In 1945, Bob joined Al Paul Lefton, an established ad agency in Philadelphia. "They paid me for my ideas," he says. Many made it onto the ad pages of magazines and newspapers, but some of his favorites, he says, were beyond clients such as the Pennsylvania Railroad, John Wanamaker's, and the Philadelphia Inquirer.

The morning Inquirer was then in second place behind the afternoon Philadelphia Bulletin, whose famous ad campaign had a single slogan: "In Philadelphia, nearly everyone reads the Bulletin." Bob's proposed rejoinder: "In Philadelphia, nearly everyone heeds the Inquirer." The client didn't get it, but plenty of Bob's other ideas were successful, and he was soon promoted to art director, leading a youth movement in the agency.

About 1960, Bob left the agency in favor of freelance work for corporate clients including Provident National Bank, the DuPont Company, and others in the Philadelphia area. With corporate customers providing his bread and butter, he began looking for new clients with whom he could stretch intellectually. Having lived since 1947 in the Philadelphia suburb of Swarthmore, about 1970 he approached Swarthmore College, seeking a chance to design its alumni magazine.

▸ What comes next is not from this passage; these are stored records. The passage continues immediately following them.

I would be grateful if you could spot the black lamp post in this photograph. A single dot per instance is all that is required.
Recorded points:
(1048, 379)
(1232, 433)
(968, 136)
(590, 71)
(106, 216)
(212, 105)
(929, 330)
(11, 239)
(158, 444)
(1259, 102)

"I was an average student at Oberlin," he says, "but I'm a natural student now. I'm interested in a broad range of things and I like the college atmosphere." Swarthmore did hire him to do its magazine, and over the next two decades he became the college's principal designer, turning out everything from fundraising brochures to a 150-page history of the institution.

Like most artists, Bob holds strong opinions about his craft: "I avoid decorating pages; I think design should be simple." Recent trends in graphic design seem cluttered by the excesses of desktop publishing: "Just because you have 12 different fonts on your computer doesn't mean you have to use them all." He admits to being puzzled by the italic "r" in the new Oberlin magazine logo.

This year, after designing more than 110 issues of the award-winning Swarthmore magazine, Bob, who just turned 86, will gradually withdraw from the deadline-oriented world of magazine design. It ties him down too much, he says. "There are too many other things I want to do with my time."

In a corner of Bob's three-room apartment is a Macintosh computer rig that would be the envy of most college students. Using Photoshop and Illustrator, two powerful graphics programs, he scans and manipulates drawings and photographs, adding words, churning out new ideas. "Look at this," he says, clicking his mouse. "Isn't it marvelous what you can do with pictures these days?"

Jeffrey Lott is the director of publications at Swarthmore and editor of the Swarthmore College Bulletin.